In theory this also means C++ should be better at avoiding copies than Rust, because Rust just kinda slops values around and hopes the copies will optimize out, while C++ semantically guarantees that values are constructed in place.

This is only in theory because the existence of implicit copy/conversion constructors means it’s actually incredibly easy to accidentally deep copy (clone) values all over the place, which is wildly more expensive than the shallow copies Rust is prone to. Anecdotally, I’ve found this means that Rust wins out when you’re not thinking terribly hard about copies and allocations, but Your Mileage May Vary.

#include <memory>

struct MyType {
    int x;
    std::unique_ptr<int> y;

    MyType():
        // All fields initialized here ""atomically""
        // Is this the most best way to set up a unique_ptr member? I don't care.
        x(3), y(std::make_unique<int>())
    {
        // `this` is full initialized here and can be used like normal
        // Although in this case we still have some work to do.
        *this->y = 5;
    }
};

§3.1.4 Swift Constructors

Swift uses Definite Initialization to force you to provide all the values for the fields before ending an initializer or calling methods on self. It’s neat!
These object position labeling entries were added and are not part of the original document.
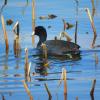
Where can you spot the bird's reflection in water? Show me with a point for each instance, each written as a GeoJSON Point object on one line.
{"type": "Point", "coordinates": [42, 65]}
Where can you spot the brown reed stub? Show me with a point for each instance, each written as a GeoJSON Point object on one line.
{"type": "Point", "coordinates": [44, 50]}
{"type": "Point", "coordinates": [93, 87]}
{"type": "Point", "coordinates": [5, 2]}
{"type": "Point", "coordinates": [33, 38]}
{"type": "Point", "coordinates": [93, 8]}
{"type": "Point", "coordinates": [16, 28]}
{"type": "Point", "coordinates": [33, 15]}
{"type": "Point", "coordinates": [27, 66]}
{"type": "Point", "coordinates": [65, 34]}
{"type": "Point", "coordinates": [93, 27]}
{"type": "Point", "coordinates": [46, 87]}
{"type": "Point", "coordinates": [65, 82]}
{"type": "Point", "coordinates": [27, 90]}
{"type": "Point", "coordinates": [76, 98]}
{"type": "Point", "coordinates": [9, 22]}
{"type": "Point", "coordinates": [5, 34]}
{"type": "Point", "coordinates": [76, 28]}
{"type": "Point", "coordinates": [96, 58]}
{"type": "Point", "coordinates": [17, 48]}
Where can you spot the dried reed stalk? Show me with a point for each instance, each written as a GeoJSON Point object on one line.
{"type": "Point", "coordinates": [27, 66]}
{"type": "Point", "coordinates": [33, 15]}
{"type": "Point", "coordinates": [93, 7]}
{"type": "Point", "coordinates": [93, 27]}
{"type": "Point", "coordinates": [96, 59]}
{"type": "Point", "coordinates": [93, 87]}
{"type": "Point", "coordinates": [76, 98]}
{"type": "Point", "coordinates": [46, 87]}
{"type": "Point", "coordinates": [26, 60]}
{"type": "Point", "coordinates": [33, 38]}
{"type": "Point", "coordinates": [76, 32]}
{"type": "Point", "coordinates": [44, 50]}
{"type": "Point", "coordinates": [5, 34]}
{"type": "Point", "coordinates": [65, 82]}
{"type": "Point", "coordinates": [33, 20]}
{"type": "Point", "coordinates": [16, 26]}
{"type": "Point", "coordinates": [27, 90]}
{"type": "Point", "coordinates": [17, 47]}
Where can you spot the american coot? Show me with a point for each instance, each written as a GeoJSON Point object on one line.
{"type": "Point", "coordinates": [55, 47]}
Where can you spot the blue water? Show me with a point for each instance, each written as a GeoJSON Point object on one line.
{"type": "Point", "coordinates": [81, 71]}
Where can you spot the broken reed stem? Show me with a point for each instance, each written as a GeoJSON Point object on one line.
{"type": "Point", "coordinates": [44, 50]}
{"type": "Point", "coordinates": [16, 40]}
{"type": "Point", "coordinates": [16, 46]}
{"type": "Point", "coordinates": [76, 32]}
{"type": "Point", "coordinates": [92, 1]}
{"type": "Point", "coordinates": [16, 26]}
{"type": "Point", "coordinates": [93, 87]}
{"type": "Point", "coordinates": [46, 87]}
{"type": "Point", "coordinates": [93, 27]}
{"type": "Point", "coordinates": [5, 2]}
{"type": "Point", "coordinates": [27, 90]}
{"type": "Point", "coordinates": [33, 15]}
{"type": "Point", "coordinates": [5, 34]}
{"type": "Point", "coordinates": [64, 24]}
{"type": "Point", "coordinates": [65, 82]}
{"type": "Point", "coordinates": [96, 59]}
{"type": "Point", "coordinates": [93, 8]}
{"type": "Point", "coordinates": [26, 61]}
{"type": "Point", "coordinates": [76, 98]}
{"type": "Point", "coordinates": [33, 38]}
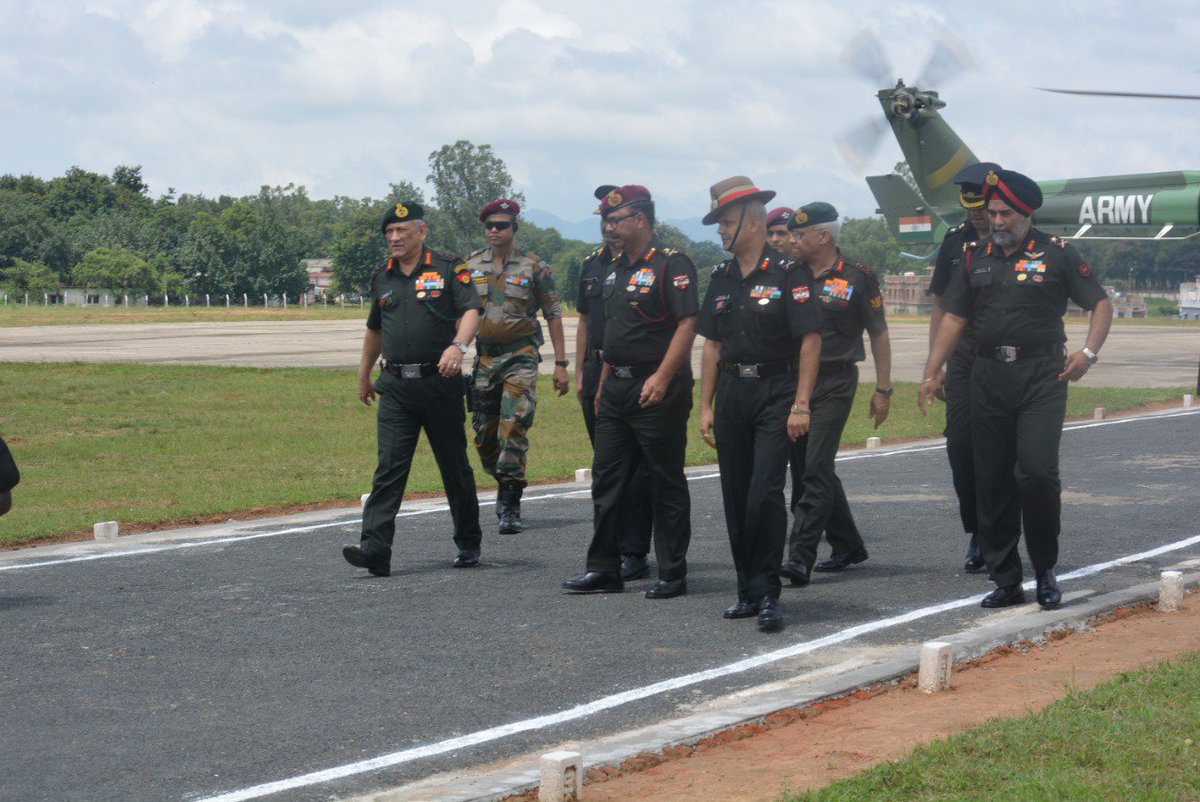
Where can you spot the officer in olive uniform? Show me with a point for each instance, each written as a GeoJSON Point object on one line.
{"type": "Point", "coordinates": [635, 543]}
{"type": "Point", "coordinates": [513, 286]}
{"type": "Point", "coordinates": [958, 370]}
{"type": "Point", "coordinates": [9, 477]}
{"type": "Point", "coordinates": [850, 301]}
{"type": "Point", "coordinates": [1013, 288]}
{"type": "Point", "coordinates": [777, 229]}
{"type": "Point", "coordinates": [423, 315]}
{"type": "Point", "coordinates": [651, 304]}
{"type": "Point", "coordinates": [759, 318]}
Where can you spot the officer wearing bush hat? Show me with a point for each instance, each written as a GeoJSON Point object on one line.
{"type": "Point", "coordinates": [958, 370]}
{"type": "Point", "coordinates": [651, 305]}
{"type": "Point", "coordinates": [635, 543]}
{"type": "Point", "coordinates": [850, 301]}
{"type": "Point", "coordinates": [1012, 288]}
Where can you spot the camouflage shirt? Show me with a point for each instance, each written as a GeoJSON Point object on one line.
{"type": "Point", "coordinates": [513, 293]}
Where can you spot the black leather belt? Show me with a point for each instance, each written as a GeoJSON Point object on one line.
{"type": "Point", "coordinates": [756, 370]}
{"type": "Point", "coordinates": [1012, 353]}
{"type": "Point", "coordinates": [499, 348]}
{"type": "Point", "coordinates": [412, 370]}
{"type": "Point", "coordinates": [633, 371]}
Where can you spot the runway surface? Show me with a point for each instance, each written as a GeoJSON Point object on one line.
{"type": "Point", "coordinates": [1150, 355]}
{"type": "Point", "coordinates": [195, 669]}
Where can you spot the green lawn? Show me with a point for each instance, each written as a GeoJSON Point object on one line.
{"type": "Point", "coordinates": [1134, 737]}
{"type": "Point", "coordinates": [169, 443]}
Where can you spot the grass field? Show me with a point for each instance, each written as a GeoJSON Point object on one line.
{"type": "Point", "coordinates": [1134, 737]}
{"type": "Point", "coordinates": [155, 444]}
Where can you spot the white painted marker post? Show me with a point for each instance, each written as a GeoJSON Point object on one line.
{"type": "Point", "coordinates": [562, 777]}
{"type": "Point", "coordinates": [936, 660]}
{"type": "Point", "coordinates": [1170, 591]}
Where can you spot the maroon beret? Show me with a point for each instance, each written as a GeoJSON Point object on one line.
{"type": "Point", "coordinates": [501, 207]}
{"type": "Point", "coordinates": [623, 196]}
{"type": "Point", "coordinates": [779, 216]}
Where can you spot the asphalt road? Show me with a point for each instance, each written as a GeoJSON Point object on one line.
{"type": "Point", "coordinates": [1151, 355]}
{"type": "Point", "coordinates": [185, 669]}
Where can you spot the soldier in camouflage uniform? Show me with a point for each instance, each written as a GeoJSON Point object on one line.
{"type": "Point", "coordinates": [513, 286]}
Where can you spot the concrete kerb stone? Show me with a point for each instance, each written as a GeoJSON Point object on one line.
{"type": "Point", "coordinates": [521, 774]}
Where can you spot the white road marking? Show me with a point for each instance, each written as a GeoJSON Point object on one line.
{"type": "Point", "coordinates": [442, 508]}
{"type": "Point", "coordinates": [635, 694]}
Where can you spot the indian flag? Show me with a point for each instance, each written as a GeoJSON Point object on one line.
{"type": "Point", "coordinates": [916, 228]}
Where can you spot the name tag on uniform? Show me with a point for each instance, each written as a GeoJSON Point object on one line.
{"type": "Point", "coordinates": [837, 289]}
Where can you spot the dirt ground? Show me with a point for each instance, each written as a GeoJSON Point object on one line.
{"type": "Point", "coordinates": [814, 746]}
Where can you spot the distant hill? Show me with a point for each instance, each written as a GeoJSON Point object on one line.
{"type": "Point", "coordinates": [589, 229]}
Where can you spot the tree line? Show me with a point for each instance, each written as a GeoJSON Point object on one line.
{"type": "Point", "coordinates": [107, 232]}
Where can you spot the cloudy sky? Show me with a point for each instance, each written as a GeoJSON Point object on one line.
{"type": "Point", "coordinates": [347, 96]}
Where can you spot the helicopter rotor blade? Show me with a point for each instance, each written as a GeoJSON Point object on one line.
{"type": "Point", "coordinates": [864, 54]}
{"type": "Point", "coordinates": [1107, 94]}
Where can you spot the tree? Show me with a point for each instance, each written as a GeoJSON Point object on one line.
{"type": "Point", "coordinates": [466, 178]}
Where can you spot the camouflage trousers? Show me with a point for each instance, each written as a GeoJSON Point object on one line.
{"type": "Point", "coordinates": [505, 397]}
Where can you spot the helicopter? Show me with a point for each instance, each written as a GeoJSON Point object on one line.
{"type": "Point", "coordinates": [922, 207]}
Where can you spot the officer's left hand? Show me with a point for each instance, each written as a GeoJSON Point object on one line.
{"type": "Point", "coordinates": [450, 364]}
{"type": "Point", "coordinates": [562, 381]}
{"type": "Point", "coordinates": [1074, 367]}
{"type": "Point", "coordinates": [879, 411]}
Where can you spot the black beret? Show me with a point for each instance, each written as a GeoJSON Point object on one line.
{"type": "Point", "coordinates": [402, 213]}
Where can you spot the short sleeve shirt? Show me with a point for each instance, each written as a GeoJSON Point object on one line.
{"type": "Point", "coordinates": [643, 303]}
{"type": "Point", "coordinates": [591, 298]}
{"type": "Point", "coordinates": [1020, 299]}
{"type": "Point", "coordinates": [763, 316]}
{"type": "Point", "coordinates": [511, 294]}
{"type": "Point", "coordinates": [418, 313]}
{"type": "Point", "coordinates": [851, 303]}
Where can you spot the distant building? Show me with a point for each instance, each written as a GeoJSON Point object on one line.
{"type": "Point", "coordinates": [1189, 300]}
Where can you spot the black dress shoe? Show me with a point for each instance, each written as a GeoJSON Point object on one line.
{"type": "Point", "coordinates": [796, 573]}
{"type": "Point", "coordinates": [840, 562]}
{"type": "Point", "coordinates": [466, 558]}
{"type": "Point", "coordinates": [741, 610]}
{"type": "Point", "coordinates": [594, 582]}
{"type": "Point", "coordinates": [634, 567]}
{"type": "Point", "coordinates": [359, 558]}
{"type": "Point", "coordinates": [975, 563]}
{"type": "Point", "coordinates": [1005, 597]}
{"type": "Point", "coordinates": [769, 615]}
{"type": "Point", "coordinates": [1049, 593]}
{"type": "Point", "coordinates": [667, 588]}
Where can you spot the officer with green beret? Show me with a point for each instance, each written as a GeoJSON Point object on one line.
{"type": "Point", "coordinates": [958, 370]}
{"type": "Point", "coordinates": [761, 335]}
{"type": "Point", "coordinates": [635, 543]}
{"type": "Point", "coordinates": [513, 286]}
{"type": "Point", "coordinates": [1013, 289]}
{"type": "Point", "coordinates": [850, 301]}
{"type": "Point", "coordinates": [424, 312]}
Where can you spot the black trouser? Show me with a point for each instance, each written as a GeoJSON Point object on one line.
{"type": "Point", "coordinates": [819, 500]}
{"type": "Point", "coordinates": [659, 434]}
{"type": "Point", "coordinates": [958, 436]}
{"type": "Point", "coordinates": [406, 406]}
{"type": "Point", "coordinates": [639, 512]}
{"type": "Point", "coordinates": [1017, 412]}
{"type": "Point", "coordinates": [751, 450]}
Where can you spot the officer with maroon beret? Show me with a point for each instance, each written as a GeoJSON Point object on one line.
{"type": "Point", "coordinates": [651, 305]}
{"type": "Point", "coordinates": [635, 543]}
{"type": "Point", "coordinates": [1012, 288]}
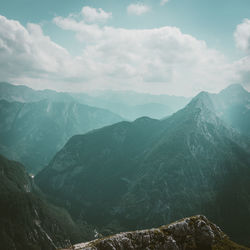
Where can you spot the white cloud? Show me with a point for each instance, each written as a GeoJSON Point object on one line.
{"type": "Point", "coordinates": [160, 60]}
{"type": "Point", "coordinates": [138, 9]}
{"type": "Point", "coordinates": [163, 2]}
{"type": "Point", "coordinates": [154, 60]}
{"type": "Point", "coordinates": [242, 36]}
{"type": "Point", "coordinates": [95, 15]}
{"type": "Point", "coordinates": [27, 51]}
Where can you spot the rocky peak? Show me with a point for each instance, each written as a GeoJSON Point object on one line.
{"type": "Point", "coordinates": [190, 233]}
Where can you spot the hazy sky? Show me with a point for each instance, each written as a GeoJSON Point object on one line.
{"type": "Point", "coordinates": [177, 47]}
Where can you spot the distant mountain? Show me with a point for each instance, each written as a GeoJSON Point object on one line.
{"type": "Point", "coordinates": [149, 172]}
{"type": "Point", "coordinates": [233, 106]}
{"type": "Point", "coordinates": [127, 104]}
{"type": "Point", "coordinates": [21, 93]}
{"type": "Point", "coordinates": [194, 233]}
{"type": "Point", "coordinates": [33, 132]}
{"type": "Point", "coordinates": [27, 220]}
{"type": "Point", "coordinates": [132, 105]}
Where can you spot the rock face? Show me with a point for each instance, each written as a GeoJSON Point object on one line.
{"type": "Point", "coordinates": [27, 220]}
{"type": "Point", "coordinates": [150, 172]}
{"type": "Point", "coordinates": [194, 233]}
{"type": "Point", "coordinates": [33, 132]}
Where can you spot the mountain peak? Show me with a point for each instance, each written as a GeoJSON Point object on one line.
{"type": "Point", "coordinates": [202, 101]}
{"type": "Point", "coordinates": [234, 88]}
{"type": "Point", "coordinates": [193, 233]}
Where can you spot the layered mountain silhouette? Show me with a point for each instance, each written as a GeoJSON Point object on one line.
{"type": "Point", "coordinates": [33, 132]}
{"type": "Point", "coordinates": [27, 220]}
{"type": "Point", "coordinates": [150, 172]}
{"type": "Point", "coordinates": [128, 104]}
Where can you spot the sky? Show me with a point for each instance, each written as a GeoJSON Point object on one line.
{"type": "Point", "coordinates": [176, 47]}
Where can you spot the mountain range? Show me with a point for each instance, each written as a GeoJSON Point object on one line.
{"type": "Point", "coordinates": [150, 172]}
{"type": "Point", "coordinates": [28, 221]}
{"type": "Point", "coordinates": [127, 104]}
{"type": "Point", "coordinates": [33, 132]}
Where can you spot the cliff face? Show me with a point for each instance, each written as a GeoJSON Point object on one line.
{"type": "Point", "coordinates": [146, 173]}
{"type": "Point", "coordinates": [190, 233]}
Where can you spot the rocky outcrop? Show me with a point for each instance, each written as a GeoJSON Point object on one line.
{"type": "Point", "coordinates": [190, 233]}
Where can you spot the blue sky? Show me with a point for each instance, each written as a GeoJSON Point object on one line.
{"type": "Point", "coordinates": [214, 22]}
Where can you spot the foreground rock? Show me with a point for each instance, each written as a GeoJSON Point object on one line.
{"type": "Point", "coordinates": [190, 233]}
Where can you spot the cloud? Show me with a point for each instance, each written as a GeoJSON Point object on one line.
{"type": "Point", "coordinates": [138, 9]}
{"type": "Point", "coordinates": [163, 2]}
{"type": "Point", "coordinates": [95, 15]}
{"type": "Point", "coordinates": [153, 60]}
{"type": "Point", "coordinates": [27, 51]}
{"type": "Point", "coordinates": [242, 36]}
{"type": "Point", "coordinates": [160, 60]}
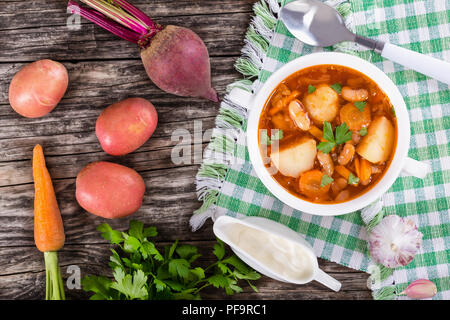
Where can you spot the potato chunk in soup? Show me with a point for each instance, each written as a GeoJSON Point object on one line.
{"type": "Point", "coordinates": [322, 104]}
{"type": "Point", "coordinates": [296, 158]}
{"type": "Point", "coordinates": [376, 146]}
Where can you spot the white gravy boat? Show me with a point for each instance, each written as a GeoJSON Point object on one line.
{"type": "Point", "coordinates": [222, 228]}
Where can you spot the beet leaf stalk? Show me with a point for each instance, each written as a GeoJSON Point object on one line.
{"type": "Point", "coordinates": [175, 58]}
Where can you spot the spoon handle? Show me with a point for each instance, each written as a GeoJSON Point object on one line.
{"type": "Point", "coordinates": [429, 66]}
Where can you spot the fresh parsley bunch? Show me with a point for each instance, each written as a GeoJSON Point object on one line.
{"type": "Point", "coordinates": [143, 272]}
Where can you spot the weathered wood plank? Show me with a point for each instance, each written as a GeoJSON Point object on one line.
{"type": "Point", "coordinates": [92, 259]}
{"type": "Point", "coordinates": [95, 84]}
{"type": "Point", "coordinates": [33, 14]}
{"type": "Point", "coordinates": [92, 42]}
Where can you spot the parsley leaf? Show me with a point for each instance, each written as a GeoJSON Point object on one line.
{"type": "Point", "coordinates": [352, 179]}
{"type": "Point", "coordinates": [264, 138]}
{"type": "Point", "coordinates": [328, 132]}
{"type": "Point", "coordinates": [343, 134]}
{"type": "Point", "coordinates": [277, 134]}
{"type": "Point", "coordinates": [326, 146]}
{"type": "Point", "coordinates": [219, 249]}
{"type": "Point", "coordinates": [186, 251]}
{"type": "Point", "coordinates": [363, 131]}
{"type": "Point", "coordinates": [140, 271]}
{"type": "Point", "coordinates": [179, 267]}
{"type": "Point", "coordinates": [360, 105]}
{"type": "Point", "coordinates": [326, 180]}
{"type": "Point", "coordinates": [218, 280]}
{"type": "Point", "coordinates": [132, 286]}
{"type": "Point", "coordinates": [337, 87]}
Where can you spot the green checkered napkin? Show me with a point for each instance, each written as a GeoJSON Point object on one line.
{"type": "Point", "coordinates": [227, 184]}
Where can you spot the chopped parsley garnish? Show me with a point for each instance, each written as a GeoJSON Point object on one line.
{"type": "Point", "coordinates": [352, 179]}
{"type": "Point", "coordinates": [342, 135]}
{"type": "Point", "coordinates": [336, 87]}
{"type": "Point", "coordinates": [326, 180]}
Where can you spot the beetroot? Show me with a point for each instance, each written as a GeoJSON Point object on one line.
{"type": "Point", "coordinates": [175, 58]}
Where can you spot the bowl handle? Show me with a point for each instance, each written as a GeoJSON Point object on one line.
{"type": "Point", "coordinates": [327, 280]}
{"type": "Point", "coordinates": [241, 97]}
{"type": "Point", "coordinates": [416, 168]}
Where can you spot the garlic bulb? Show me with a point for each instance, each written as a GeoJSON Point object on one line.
{"type": "Point", "coordinates": [394, 241]}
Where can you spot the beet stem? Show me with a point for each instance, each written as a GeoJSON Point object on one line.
{"type": "Point", "coordinates": [118, 14]}
{"type": "Point", "coordinates": [104, 22]}
{"type": "Point", "coordinates": [136, 13]}
{"type": "Point", "coordinates": [112, 15]}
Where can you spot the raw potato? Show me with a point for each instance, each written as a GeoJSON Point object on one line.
{"type": "Point", "coordinates": [294, 160]}
{"type": "Point", "coordinates": [126, 125]}
{"type": "Point", "coordinates": [377, 145]}
{"type": "Point", "coordinates": [322, 104]}
{"type": "Point", "coordinates": [109, 190]}
{"type": "Point", "coordinates": [37, 88]}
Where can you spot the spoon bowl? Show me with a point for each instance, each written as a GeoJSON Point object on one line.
{"type": "Point", "coordinates": [315, 23]}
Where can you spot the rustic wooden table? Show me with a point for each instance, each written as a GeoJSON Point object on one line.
{"type": "Point", "coordinates": [104, 69]}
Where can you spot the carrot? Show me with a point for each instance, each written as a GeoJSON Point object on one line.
{"type": "Point", "coordinates": [365, 170]}
{"type": "Point", "coordinates": [310, 184]}
{"type": "Point", "coordinates": [343, 171]}
{"type": "Point", "coordinates": [358, 172]}
{"type": "Point", "coordinates": [48, 227]}
{"type": "Point", "coordinates": [354, 118]}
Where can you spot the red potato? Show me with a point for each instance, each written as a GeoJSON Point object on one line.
{"type": "Point", "coordinates": [126, 125]}
{"type": "Point", "coordinates": [109, 190]}
{"type": "Point", "coordinates": [38, 87]}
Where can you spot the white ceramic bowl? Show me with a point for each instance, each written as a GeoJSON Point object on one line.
{"type": "Point", "coordinates": [255, 103]}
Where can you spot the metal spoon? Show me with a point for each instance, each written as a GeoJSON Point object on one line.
{"type": "Point", "coordinates": [318, 24]}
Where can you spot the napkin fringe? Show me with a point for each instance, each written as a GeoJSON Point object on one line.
{"type": "Point", "coordinates": [220, 152]}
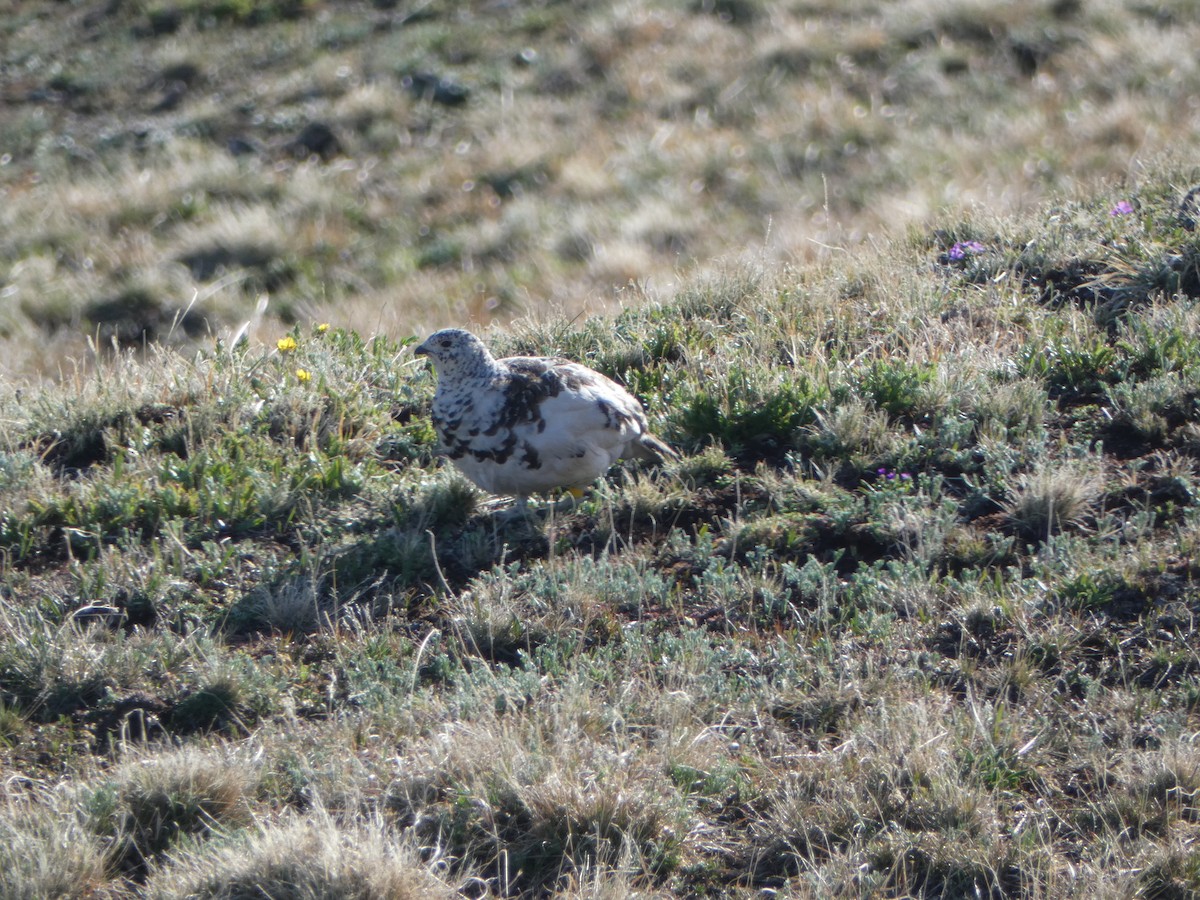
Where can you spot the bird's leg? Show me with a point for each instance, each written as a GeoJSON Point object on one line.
{"type": "Point", "coordinates": [520, 509]}
{"type": "Point", "coordinates": [570, 501]}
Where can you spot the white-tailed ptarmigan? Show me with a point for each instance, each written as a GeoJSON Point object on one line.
{"type": "Point", "coordinates": [531, 424]}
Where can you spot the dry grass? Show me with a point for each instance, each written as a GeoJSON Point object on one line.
{"type": "Point", "coordinates": [915, 615]}
{"type": "Point", "coordinates": [593, 151]}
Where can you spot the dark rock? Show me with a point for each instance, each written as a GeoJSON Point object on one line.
{"type": "Point", "coordinates": [316, 139]}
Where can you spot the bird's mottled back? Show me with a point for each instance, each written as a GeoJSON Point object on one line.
{"type": "Point", "coordinates": [531, 424]}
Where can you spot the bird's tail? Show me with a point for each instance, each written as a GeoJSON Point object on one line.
{"type": "Point", "coordinates": [651, 448]}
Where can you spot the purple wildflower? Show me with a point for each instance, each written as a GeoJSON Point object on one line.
{"type": "Point", "coordinates": [961, 249]}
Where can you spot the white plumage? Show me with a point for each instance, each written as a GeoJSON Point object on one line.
{"type": "Point", "coordinates": [531, 424]}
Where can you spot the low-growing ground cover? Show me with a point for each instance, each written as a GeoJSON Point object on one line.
{"type": "Point", "coordinates": [916, 613]}
{"type": "Point", "coordinates": [172, 171]}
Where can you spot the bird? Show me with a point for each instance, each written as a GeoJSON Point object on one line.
{"type": "Point", "coordinates": [525, 425]}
It’s proper DI too, you can conditionally assign fields and do whatever as long as things are Definitely Initialized by the end! Swift also has “convenience initializers” (AKA “delegating initializers”) to distinguish between initializers which really initialize the values, and those that just call into another initializer.

Interestingly, convenience initializers can call other convenience intializers – you just need to bottom out in a “designated” initializer that actually does the initialization. There is no checking for this, so you can actually just infinitely mutually recurse and blow the stack if you really want to! 💯

Although when class inheritance is involved you must specifically call a non-convenience (“designated”) initializer of the superclass. I don’t fully grok all the constraints here, because there’s a lot of weirdness going on around subclasses being able to override things and some really weird legacy Objective-C patterns.

Basically a subclass is actually allowed to override some initializers of the superclass, and the superclass will actually call them? And that’s useful sometimes? For reasons? But the designated intializers are opted out of this system so you don’t go around in infinite loops up and down the inheritance chain and mess up all the DI logic.

A bunch of Swift developers tried to explain this to me and it felt like my head was going to explode. I think the entire discussion was best summarized by one of them saying “I think for this to make the most sense you have to put yourself in a Smalltalk mindset”. I can’t.

class  MyType {
    var x: Int32;
    var y: MyBox<Int32>;

    // Designated ("real") initializer which must initialize all fields
    init() {
        // At this point you *can't* access `self` as a full
        // value, read any fields, or call any methods.
        self.x = 3;

        // You can access fields that are Definitely Initialized.
        // When `self` is only partially initialized!
        print(self.x);

        self.y = MyBox(5);

        // If we had a superclass, we would initialize it here

        // *now* the compiler knows you're Definitely Initialized
        // and will let you return or use self like normal.
        print(self)
    }

    // Convenience ("fake") init, which must call another initializer.
    convenience init(sayImCool: ()) {
        // Illegal to even try to initialize self.x here because
        // a designated initializer assumes all fields are
        // definitely *uninitialized*, and that would mess it up!
        // (At best, destructors could get leaked.)
        print("you're so cool!")

        // Call the designated initializer
        self.init()
        // Now self can be used normally
    }

}

class MyBox<T> {
    var val: T;
    init(_ newVal: T) { self.val = newVal; }
}

§3.2 Problem: Reassignment

So given MyType with a destructor, you can write this:

let x = MyType(1);
x = MyType(2);

And what exactly that does can be… surprisingly complex.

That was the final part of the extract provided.